One Dr. Greenthumb excels at creating languid improvisational spaces--the kind of musical environ that invites you to nod your head and rest your eyes in a half-aware stupor. This is, in other words, the perfect soundtrack to your half-conscious daydreams. While The Dwarf Star Sessions impressed with it’s uncanny ability to draw me back into the fold of undulating psychedelia, the followup--Celestial Sounds From the Cosmic Ocean--feels like a gradual climb into the astral womb. And this, in the best possible sense.
As before, bright minimalism and lush growth are the hallmarks of the singular guitar. But an emphasis herein on longer tracks feels like a natural progression, as distinctions between lack any real purpose. An increasingly wavering element to the guitar also distinguishes these two releases--maybe I’m imagining it in the midst of blissful mindnumb’dness, but the reverb here presents a passable facsimile of a didgeridoo, at times. It really doesn’t get more spaced out, and for that, I find myself consistently returning to The Heavy Door Band whilst looking to just shut out the hubbub and noise for a little while.

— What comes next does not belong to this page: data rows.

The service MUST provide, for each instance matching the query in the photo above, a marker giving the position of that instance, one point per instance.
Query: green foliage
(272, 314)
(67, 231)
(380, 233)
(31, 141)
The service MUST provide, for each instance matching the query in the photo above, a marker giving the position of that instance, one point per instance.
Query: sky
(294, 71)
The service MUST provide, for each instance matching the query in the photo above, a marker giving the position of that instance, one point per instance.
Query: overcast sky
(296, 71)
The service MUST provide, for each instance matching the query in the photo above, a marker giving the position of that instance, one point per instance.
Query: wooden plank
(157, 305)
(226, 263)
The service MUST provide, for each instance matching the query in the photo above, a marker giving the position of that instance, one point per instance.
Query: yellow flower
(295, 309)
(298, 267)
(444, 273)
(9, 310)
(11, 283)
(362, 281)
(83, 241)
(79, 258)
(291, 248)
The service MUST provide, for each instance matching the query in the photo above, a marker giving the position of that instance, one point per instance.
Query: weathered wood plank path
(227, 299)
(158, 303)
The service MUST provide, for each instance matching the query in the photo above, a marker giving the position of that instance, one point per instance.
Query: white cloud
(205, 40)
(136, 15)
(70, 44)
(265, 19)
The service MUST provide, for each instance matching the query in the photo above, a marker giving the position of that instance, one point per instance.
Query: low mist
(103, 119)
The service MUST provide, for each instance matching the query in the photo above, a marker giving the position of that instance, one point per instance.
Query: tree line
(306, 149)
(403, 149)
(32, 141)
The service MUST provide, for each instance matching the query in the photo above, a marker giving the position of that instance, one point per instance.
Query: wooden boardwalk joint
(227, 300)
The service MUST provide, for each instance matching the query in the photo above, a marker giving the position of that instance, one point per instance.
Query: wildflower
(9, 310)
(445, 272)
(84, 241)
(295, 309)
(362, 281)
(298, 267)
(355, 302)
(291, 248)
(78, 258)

Again, I find it important to point out that while the musical treatises of Dr. Greenthumb aren’t necessary birthed with a sober audience in mind, the relaxing effects are nonetheless quite remarkable. Whilst listening to Celestial Sounds From the Cosmic Ocean, I am, inevitably, happy as a clam. And that, my friends, is irreplaceable.
The Heavy Door Band - Celestial Sounds From the Cosmic Ocean was released May 2019.